Lanterns lit the southern districts. Bells rang from the lower towers. Merchants reopened stalls that had been shuttered for weeks. People spoke Alisha's name with reverence, with relief, with gratitude.
She heard none of it.
From the highest balcony of Valoria Palace, Alisha watched the lights flicker to life like constellations brought down to earth. The Eclipse stirred faintly within her, restless—not wounded, but unbalanced.
Something was missing.
Not power.
Presence.
"He hasn't moved," Rowan said quietly from behind her. "The spire reports full stability."
Alisha nodded. "Of course it does."
Silence stretched.
"Say it," Rowan urged gently.
She exhaled. "He's alive. I can feel that much. But it's… distant. Like touching something through glass."
Rowan leaned against the stone rail. "The Shadow King didn't lie, then."
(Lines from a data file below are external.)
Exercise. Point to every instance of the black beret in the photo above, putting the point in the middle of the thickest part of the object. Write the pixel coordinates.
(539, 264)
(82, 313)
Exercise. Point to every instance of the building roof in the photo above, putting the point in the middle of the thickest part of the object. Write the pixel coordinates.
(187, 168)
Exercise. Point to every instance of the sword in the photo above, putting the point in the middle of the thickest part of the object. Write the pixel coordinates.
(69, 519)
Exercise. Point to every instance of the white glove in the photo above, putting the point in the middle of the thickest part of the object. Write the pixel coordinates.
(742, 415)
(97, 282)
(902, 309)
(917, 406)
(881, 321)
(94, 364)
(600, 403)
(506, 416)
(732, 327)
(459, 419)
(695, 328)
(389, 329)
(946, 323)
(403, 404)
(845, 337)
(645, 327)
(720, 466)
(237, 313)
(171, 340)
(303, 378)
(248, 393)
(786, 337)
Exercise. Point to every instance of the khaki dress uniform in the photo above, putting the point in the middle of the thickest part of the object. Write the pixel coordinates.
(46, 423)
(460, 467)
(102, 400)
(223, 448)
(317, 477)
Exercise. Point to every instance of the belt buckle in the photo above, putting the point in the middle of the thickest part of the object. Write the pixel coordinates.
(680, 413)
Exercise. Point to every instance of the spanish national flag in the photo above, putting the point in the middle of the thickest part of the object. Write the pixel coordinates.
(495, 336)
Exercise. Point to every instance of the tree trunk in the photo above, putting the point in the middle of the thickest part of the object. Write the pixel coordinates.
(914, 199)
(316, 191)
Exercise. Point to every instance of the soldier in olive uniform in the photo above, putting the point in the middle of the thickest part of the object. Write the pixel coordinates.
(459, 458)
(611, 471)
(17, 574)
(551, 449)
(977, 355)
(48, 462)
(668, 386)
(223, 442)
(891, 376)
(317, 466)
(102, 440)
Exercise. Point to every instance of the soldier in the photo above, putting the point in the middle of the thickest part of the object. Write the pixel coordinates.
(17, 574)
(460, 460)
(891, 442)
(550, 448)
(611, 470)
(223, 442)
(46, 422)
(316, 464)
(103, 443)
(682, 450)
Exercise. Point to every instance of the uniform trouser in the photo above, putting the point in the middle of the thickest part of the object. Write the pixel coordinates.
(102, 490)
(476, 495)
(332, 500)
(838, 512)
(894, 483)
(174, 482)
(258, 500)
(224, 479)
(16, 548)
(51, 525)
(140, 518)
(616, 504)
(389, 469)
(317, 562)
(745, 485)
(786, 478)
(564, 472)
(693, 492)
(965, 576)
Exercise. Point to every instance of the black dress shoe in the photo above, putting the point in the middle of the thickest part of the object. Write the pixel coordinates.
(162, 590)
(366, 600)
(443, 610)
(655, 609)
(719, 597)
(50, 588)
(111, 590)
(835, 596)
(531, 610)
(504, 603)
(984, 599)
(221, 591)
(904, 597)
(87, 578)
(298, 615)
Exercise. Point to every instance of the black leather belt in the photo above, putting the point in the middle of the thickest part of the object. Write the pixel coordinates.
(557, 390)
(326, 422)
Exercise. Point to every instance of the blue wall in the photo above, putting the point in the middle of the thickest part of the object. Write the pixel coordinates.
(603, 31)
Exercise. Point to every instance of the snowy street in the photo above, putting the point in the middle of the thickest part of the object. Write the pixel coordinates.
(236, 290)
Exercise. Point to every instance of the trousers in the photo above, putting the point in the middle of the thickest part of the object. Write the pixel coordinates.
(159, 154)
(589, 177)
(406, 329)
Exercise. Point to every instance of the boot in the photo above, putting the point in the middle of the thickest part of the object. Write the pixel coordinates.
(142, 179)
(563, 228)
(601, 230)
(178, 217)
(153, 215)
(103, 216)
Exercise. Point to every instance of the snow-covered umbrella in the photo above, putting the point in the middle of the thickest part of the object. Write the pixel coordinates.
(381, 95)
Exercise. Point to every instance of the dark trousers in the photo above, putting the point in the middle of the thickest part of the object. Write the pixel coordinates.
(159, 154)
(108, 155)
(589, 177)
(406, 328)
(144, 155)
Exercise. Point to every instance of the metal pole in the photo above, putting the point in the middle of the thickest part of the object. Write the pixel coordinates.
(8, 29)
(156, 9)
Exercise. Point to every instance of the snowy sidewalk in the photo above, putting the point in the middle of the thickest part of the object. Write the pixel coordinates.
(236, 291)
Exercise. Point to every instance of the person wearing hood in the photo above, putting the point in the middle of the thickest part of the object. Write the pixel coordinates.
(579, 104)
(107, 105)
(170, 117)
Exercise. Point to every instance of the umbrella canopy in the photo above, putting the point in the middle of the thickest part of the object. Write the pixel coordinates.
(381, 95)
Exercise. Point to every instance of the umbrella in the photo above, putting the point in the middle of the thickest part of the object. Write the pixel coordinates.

"No," Alisha said. "That's what frightens me."
That night, sleep refused her.
Every room felt too large, too empty. Her hand reached instinctively for a warmth that wasn't there. The bed was untouched on one side—not cold, just unused.
She pressed her palm to her chest and closed her eyes.
Caelan.
The name echoed faintly—not as a call, but as a memory.
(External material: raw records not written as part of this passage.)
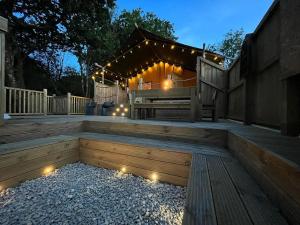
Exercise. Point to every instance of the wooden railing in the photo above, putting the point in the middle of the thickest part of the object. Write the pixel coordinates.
(25, 102)
(78, 104)
(30, 102)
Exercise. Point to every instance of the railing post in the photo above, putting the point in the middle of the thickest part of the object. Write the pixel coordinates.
(53, 104)
(68, 103)
(45, 102)
(117, 83)
(3, 30)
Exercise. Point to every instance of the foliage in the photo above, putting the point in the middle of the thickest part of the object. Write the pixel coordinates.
(39, 31)
(230, 46)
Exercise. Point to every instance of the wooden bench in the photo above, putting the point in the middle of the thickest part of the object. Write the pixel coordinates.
(149, 101)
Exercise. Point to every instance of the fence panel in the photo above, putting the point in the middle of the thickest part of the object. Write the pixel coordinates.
(212, 78)
(78, 104)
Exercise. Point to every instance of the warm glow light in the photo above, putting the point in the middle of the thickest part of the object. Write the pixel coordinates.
(47, 170)
(166, 85)
(154, 176)
(123, 169)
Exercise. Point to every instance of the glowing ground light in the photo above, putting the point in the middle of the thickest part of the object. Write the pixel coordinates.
(154, 177)
(47, 170)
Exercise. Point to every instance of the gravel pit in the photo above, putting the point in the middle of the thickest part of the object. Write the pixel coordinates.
(82, 194)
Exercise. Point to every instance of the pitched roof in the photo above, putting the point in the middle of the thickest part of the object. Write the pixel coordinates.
(144, 48)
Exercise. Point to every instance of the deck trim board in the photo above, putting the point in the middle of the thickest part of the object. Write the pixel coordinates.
(162, 144)
(258, 205)
(228, 205)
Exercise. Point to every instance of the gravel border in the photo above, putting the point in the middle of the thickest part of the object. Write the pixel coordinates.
(83, 194)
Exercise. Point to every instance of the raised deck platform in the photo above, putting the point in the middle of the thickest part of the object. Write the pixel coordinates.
(230, 195)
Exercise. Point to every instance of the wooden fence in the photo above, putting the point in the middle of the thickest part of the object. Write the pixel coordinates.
(211, 78)
(105, 93)
(30, 102)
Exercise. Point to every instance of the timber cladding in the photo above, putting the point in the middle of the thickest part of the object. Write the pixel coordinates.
(28, 160)
(169, 166)
(216, 137)
(26, 131)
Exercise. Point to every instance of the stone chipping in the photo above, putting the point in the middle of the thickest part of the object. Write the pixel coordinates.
(83, 194)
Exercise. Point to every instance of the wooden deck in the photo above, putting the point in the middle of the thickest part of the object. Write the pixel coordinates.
(225, 187)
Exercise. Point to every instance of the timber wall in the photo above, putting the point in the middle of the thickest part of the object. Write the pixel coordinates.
(262, 84)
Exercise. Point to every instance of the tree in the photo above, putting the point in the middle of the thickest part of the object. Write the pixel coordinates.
(230, 46)
(37, 26)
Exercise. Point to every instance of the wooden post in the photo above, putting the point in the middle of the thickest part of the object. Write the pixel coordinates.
(193, 103)
(132, 111)
(3, 30)
(45, 102)
(53, 104)
(68, 103)
(198, 88)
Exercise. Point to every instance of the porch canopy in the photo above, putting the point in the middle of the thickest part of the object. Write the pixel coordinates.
(144, 48)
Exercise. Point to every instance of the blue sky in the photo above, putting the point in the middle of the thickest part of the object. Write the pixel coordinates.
(199, 21)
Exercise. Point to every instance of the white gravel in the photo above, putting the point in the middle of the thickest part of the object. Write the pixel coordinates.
(82, 194)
At the southern spire, Caelan stood barefoot on cold stone.
The wards hummed softly beneath his skin, no longer foreign, no longer intrusive. They had accepted him—not as a prisoner, but as a cornerstone.
"You don't belong to them," he murmured.
The runes pulsed once, gently.
Belonging, he realized, was the wrong word.
Responsibility.
He looked toward the distant palace, though he knew he couldn't see it from here.
"I miss you," he said aloud, not expecting an answer.
The wind stirred.
For just a moment—just enough to steal his breath—he felt her.
Not the Eclipse.
Alisha.
A brush of awareness. A warmth against his ribs. The faintest sense of fingers lacing with his.
Then it faded.
He smiled faintly.
"She's not letting go," he whispered.
Days passed.
Alisha fulfilled her duties with precision bordering on coldness. Councils. Envoys. Strategy sessions. She spoke clearly, decisively—but something in her gaze had sharpened.
People noticed.
"She's changed," the courtiers whispered.
Yes.
She had.
The Eclipse was no longer just power—it was resolve.
That night, she stood before the ancient mirror in the inner sanctum, one hand pressed to the glass.
"The bond wasn't severed," she said softly. "It was rerouted."
The mirror shimmered.
Dangerous, it warned.
"So is stagnation," Alisha replied.
She straightened.
"I won't undo his sacrifice," she said. "But I won't accept this as permanent either."
The Eclipse stirred—not in defiance, but agreement.
For the first time since the separation, Alisha smiled.